Das starre Preissystem sorge im Augenblick dafür, dass Apotheken, deren Umsatz größtenteils von durch die Versichertengemeinschaft bezahlten verschreibungspflichtigen Arzneimitteln abhänge, umso größer sei, umso mehr Arzneimittelpackungen über den Tresen wanderten. Während die kleinsten Apotheken auf diese Weise nur am Leben erhalten würden, drängten die größten Apotheken in beachtliche Einkommenssphären vor.
Wenn die flächendeckende Versorgung zusammenzubrechen drohe, könne die Antwort nicht sein, den Versand abzuschaffen, und auch nicht, per Gießkannensystem das Honorar für alle immer weiter anzuheben. „Nötig ist ein Sicherstellungszuschlag, damit auch kleine für die Versorgung notwendige Apotheken in ländlichen Räumen bestehen bleiben können. Dieser Zuschlag sollte durch Umverteilung von reichen zu ärmeren Apotheken finanziert werden. Die Zahlen zeigen, dass dafür genug Geld da ist“, so Schulz-Asche.

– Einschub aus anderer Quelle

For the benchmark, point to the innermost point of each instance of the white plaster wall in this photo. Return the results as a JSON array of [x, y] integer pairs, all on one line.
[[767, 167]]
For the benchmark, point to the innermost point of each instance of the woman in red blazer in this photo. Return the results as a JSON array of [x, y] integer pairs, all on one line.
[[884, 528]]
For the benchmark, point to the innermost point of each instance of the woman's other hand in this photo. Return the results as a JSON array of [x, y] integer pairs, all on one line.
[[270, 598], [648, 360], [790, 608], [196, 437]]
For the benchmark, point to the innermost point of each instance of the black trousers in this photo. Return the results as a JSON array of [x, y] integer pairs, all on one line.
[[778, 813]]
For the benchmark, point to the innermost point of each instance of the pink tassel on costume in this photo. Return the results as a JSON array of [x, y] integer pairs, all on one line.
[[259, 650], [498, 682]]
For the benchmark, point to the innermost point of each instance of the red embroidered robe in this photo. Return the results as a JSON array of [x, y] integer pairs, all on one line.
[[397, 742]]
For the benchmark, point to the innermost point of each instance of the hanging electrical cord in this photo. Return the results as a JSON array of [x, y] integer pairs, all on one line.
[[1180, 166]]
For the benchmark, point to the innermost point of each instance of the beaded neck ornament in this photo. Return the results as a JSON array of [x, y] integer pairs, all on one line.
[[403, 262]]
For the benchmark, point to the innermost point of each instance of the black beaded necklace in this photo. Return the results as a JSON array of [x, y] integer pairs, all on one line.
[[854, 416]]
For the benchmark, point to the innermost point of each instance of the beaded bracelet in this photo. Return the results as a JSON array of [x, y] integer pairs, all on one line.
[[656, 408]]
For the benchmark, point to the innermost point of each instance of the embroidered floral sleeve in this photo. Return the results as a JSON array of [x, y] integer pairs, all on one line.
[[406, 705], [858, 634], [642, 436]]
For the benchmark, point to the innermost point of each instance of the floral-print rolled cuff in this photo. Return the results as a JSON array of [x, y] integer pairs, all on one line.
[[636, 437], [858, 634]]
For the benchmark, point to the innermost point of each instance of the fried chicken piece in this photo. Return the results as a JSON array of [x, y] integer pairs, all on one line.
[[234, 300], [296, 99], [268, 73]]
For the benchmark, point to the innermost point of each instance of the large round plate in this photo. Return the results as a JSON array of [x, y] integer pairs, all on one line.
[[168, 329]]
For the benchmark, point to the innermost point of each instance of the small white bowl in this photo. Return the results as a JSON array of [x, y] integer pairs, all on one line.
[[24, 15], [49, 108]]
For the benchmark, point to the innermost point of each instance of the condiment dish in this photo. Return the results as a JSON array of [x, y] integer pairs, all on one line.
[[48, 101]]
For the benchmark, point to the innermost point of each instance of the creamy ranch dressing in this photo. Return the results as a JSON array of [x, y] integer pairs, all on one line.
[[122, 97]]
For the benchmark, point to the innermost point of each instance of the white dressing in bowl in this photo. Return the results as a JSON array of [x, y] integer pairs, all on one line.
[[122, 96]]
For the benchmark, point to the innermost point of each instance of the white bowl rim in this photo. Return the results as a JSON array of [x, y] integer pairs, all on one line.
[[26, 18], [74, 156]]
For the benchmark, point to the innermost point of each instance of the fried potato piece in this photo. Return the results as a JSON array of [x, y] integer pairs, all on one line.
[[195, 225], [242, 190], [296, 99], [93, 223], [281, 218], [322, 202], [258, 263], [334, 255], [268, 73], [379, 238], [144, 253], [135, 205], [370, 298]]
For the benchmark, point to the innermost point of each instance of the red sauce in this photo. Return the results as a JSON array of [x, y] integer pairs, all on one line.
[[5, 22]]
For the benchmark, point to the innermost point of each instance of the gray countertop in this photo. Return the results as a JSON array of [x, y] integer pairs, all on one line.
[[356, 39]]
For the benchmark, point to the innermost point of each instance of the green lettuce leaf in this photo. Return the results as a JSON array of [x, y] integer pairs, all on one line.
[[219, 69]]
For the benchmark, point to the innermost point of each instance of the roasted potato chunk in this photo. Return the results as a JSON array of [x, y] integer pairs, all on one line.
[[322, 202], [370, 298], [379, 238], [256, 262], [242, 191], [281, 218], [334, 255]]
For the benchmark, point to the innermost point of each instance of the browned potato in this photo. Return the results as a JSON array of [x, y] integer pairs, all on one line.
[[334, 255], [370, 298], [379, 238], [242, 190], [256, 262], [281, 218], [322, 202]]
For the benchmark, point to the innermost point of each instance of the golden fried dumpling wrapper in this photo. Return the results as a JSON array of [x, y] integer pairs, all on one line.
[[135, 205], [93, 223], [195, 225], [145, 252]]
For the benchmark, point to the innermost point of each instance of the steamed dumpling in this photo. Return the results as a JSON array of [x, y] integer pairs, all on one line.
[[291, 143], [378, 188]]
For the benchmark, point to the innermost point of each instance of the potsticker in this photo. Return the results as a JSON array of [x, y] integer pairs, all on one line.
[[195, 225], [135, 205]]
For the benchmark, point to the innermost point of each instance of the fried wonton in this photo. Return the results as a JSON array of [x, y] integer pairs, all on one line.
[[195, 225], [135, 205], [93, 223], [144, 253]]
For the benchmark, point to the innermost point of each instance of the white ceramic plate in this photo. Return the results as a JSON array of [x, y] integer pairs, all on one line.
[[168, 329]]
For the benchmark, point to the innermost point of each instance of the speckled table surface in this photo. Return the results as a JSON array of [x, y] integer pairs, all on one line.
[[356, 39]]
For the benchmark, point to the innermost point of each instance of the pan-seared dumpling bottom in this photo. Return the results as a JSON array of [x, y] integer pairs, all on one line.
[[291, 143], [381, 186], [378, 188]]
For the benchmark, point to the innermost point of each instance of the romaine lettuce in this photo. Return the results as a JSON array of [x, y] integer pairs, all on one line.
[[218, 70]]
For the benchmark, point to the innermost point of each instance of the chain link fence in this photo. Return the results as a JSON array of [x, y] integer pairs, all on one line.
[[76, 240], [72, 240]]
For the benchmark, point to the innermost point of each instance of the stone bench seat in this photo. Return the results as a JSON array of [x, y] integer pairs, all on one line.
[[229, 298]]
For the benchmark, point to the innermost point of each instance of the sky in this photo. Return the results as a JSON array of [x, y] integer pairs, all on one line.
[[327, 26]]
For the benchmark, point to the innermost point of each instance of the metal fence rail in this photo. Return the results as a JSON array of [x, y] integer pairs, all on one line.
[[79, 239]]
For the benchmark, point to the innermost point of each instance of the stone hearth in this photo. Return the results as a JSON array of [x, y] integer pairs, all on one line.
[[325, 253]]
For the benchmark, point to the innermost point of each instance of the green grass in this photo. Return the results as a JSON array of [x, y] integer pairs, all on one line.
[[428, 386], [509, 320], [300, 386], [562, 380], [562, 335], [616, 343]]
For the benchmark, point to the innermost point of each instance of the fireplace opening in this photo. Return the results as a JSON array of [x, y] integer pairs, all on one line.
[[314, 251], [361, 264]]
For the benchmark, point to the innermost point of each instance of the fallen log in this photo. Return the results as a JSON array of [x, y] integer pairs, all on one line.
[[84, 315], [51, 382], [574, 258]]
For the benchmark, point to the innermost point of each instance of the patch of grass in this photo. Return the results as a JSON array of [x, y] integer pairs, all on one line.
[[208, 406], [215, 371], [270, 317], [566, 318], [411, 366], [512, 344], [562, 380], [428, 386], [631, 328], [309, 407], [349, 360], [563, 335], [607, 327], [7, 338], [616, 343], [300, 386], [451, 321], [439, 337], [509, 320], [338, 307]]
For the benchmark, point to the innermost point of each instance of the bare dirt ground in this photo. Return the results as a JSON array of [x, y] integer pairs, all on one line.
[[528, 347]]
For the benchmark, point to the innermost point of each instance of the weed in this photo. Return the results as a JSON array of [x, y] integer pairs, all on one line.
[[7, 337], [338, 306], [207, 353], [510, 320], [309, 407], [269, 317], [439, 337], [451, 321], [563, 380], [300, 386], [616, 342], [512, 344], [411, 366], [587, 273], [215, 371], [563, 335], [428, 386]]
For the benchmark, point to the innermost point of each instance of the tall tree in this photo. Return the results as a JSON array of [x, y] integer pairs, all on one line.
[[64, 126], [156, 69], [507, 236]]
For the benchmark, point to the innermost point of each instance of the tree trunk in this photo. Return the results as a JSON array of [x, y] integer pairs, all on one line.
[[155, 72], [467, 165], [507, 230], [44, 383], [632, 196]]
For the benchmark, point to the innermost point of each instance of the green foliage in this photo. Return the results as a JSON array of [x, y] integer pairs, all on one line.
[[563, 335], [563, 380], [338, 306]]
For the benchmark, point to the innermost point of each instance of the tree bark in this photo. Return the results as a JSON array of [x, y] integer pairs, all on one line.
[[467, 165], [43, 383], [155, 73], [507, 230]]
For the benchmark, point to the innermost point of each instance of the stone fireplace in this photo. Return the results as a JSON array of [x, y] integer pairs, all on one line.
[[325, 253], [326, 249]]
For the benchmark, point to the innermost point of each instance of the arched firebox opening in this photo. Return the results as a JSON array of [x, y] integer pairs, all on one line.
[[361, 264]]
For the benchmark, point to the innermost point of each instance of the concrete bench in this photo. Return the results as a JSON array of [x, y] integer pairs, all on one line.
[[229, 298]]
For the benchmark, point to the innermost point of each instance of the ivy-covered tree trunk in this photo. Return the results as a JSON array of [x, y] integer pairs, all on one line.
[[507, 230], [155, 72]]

„Mit der Forderung nach einer komplett regulierten Daseinsvorsorge schwimmen viele Apotheken und deren Standesorganisationen gegen den Strom“, erklärte der Bundesverband Deutscher Versandapotheken (BVDVA). Bisher erhielten die Apotheker feste Margen pro Packung eines verschreibungspflichtigen Arzneimittels, kritisiert der Verband. „Feste Margen für die verschreibungspflichtigen Medikamente sollten nach oben und unten begrenzt werden, sodass der Apotheker einen Spielraum bekommt und selbst entscheiden kann, was am besten zu seinem Standort passt“, sagte der BVDVA-Geschäftsführer Udo Sonnenberg.
Strukturfonds vorgeschlagen
Ein weiterer Vorschlag des Verbandes weist in die Richtung Schulz-Asches. „Allen Beteiligten ist klar: Ein absolut freier Wettbewerb im Gesundheitswesen und bei der Arzneimittelversorgung ist nicht im Interesse der Patienten und darum auch kein Allheilmittel“, hieß es aus dem Verband. Der BVDVA schlägt daher einen Strukturfonds vor, der Geld von den umsatzstarken zu den umsatzschwachen Apotheken leitet.
Ein Hintergrund der Diskussion ist ein Urteil des Europäischen Gerichtshofs (EuGH) vom 19. Oktober 2016. Die Richter hatten entschieden, dass sich ausländische Versandapotheken nicht an die in Deutschland geltenden einheitlichen Abgabepreise für verschreibungspflichtige Medikamente halten müssen und ihren Kunden Rabatte einräumen dürfen. Apotheken in Deutschland werden dadurch zurzeit gegenüber ihren europäischen Mitbewerbern benachteiligt, weil für sie die Preisbindung nach wie vor gilt.